The Alqonquin Round Table
In June 1919 the hotel became the site of the daily meetings of the Algonquin Round Table, a group of journalists, authors, publicists and actors who gathered to exchange bon mots over lunch in the main dining room. The group met almost daily for the better part of ten years. Some of the core members of the "Vicious Circle" included Robert Benchley, Heywood Broun, Marc Connelly, Jane Grant, Ruth Hale, George S. Kaufman, Neysa McMein, Dorothy Parker, Harold Ross, Robert E. Sherwood and Alexander Woollcott.

Hotel traditions
The hotel has a tradition of keeping a cat that has the run of the hotel. The practice dates to the 1930s, when Frank Case took in a stray. Hotel lore says actor John Barrymore suggested the cat needed a theatrical name, so he was called Hamlet. Decades later, whenever the hotel has a male he carries on the name; females are named Matilda. The current Algonquin cat, a Matilda, is a Ragdoll that was named 2006 cat of the year at the Westchester (New York) Cat Show. Visitors can spot Matilda on her personal chaise longue in the lobby; she can also be found in her favorite places: behind the computer on the front desk, or lounging on a baggage cart. The doormen feed her and the general manager's executive assistant answers Matilda's e-mail. Although the Algonquin was "dry" even before Prohibition (Case closed the hotel bar in 1917 and had harsh words for those who ran speakeasies ), nevertheless the hotel does have an eponymous cocktail, composed of rye whiskey, Noilly Prat and pineapple juice.

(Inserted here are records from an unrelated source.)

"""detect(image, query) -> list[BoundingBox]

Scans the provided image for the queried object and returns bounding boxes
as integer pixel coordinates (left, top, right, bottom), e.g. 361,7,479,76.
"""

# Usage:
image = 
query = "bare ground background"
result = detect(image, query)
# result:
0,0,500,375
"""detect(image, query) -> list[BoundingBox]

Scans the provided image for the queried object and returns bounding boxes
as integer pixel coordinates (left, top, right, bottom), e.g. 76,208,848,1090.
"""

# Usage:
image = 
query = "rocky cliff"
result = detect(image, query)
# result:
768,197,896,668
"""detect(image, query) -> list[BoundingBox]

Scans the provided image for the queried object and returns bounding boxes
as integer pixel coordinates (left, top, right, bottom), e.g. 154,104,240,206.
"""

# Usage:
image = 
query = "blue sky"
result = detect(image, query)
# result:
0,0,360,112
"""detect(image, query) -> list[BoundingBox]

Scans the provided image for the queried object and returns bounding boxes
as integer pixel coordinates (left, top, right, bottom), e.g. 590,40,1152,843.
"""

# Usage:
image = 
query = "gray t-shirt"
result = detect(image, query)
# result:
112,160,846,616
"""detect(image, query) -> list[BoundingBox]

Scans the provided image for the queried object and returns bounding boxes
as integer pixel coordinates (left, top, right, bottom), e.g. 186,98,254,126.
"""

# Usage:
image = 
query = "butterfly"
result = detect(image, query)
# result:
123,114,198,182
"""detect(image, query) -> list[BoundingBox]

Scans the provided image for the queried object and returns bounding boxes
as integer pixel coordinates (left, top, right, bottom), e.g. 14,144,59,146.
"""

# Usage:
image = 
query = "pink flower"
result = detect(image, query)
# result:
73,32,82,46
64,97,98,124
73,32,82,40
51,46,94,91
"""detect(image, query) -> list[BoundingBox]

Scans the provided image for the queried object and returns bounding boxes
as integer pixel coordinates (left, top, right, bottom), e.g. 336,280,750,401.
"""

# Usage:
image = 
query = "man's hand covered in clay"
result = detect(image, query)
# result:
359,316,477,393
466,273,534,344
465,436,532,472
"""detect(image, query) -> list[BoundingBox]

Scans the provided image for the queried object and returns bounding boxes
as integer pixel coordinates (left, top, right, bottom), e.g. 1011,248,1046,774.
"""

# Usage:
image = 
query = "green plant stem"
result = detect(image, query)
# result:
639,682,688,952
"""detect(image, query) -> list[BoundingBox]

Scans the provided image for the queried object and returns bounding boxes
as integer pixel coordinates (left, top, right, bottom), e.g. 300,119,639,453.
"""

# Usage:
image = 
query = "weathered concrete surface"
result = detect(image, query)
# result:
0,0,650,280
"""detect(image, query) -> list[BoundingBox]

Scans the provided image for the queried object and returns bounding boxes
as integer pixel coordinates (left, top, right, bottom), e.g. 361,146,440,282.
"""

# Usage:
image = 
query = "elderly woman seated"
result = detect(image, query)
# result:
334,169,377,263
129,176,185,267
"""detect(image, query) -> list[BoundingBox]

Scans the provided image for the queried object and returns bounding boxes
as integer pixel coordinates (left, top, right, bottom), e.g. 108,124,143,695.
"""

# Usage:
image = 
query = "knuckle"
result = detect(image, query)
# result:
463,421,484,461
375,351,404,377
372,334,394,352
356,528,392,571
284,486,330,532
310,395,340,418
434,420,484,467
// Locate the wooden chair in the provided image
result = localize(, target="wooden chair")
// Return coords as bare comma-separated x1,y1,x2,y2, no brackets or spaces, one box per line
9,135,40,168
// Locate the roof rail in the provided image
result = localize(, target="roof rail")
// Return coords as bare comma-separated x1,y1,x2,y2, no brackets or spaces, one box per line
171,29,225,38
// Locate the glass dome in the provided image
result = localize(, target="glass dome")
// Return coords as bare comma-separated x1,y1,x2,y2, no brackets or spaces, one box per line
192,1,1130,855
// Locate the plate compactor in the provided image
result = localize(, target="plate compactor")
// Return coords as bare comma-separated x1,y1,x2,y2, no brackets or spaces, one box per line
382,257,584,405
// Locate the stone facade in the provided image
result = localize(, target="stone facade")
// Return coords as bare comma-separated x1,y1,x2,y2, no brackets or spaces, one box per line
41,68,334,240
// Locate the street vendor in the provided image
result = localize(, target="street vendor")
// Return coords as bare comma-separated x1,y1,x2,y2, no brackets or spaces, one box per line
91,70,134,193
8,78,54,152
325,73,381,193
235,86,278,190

More recently, a newer drink has hit the Algonquin's menu, the "Martini on the Rock," consisting of a martini of the buyer's choice with a single piece of "ice," a diamond, at the bottom of the glass. Hoy Wong is a notable bartender at the hotel and is the oldest person to hold such a position in the state, still serving aged 90 in 2006. In keeping with Frank Case's long-standing tradition of sending popovers and celery to the more impoverished members of the Round Table, the Algonquin offers lunch discounts to struggling writers. Formerly, writers on tour could stay one night at the hotel free in exchange for an autographed copy of their book although the practice has been amended to include a discount on standard room rates.

Landmark status
The Algonquin Round Table, as well as the number of other literary and theatrical greats who lodged there, helped earn the hotel its status as a New York City Historic Landmark. The hotel was so designated in 1987. In 1996 the hotel was designated a National Literary Landmark by the Friends of Libraries USA. The organization's bronze plaque is attached to the front of the hotel.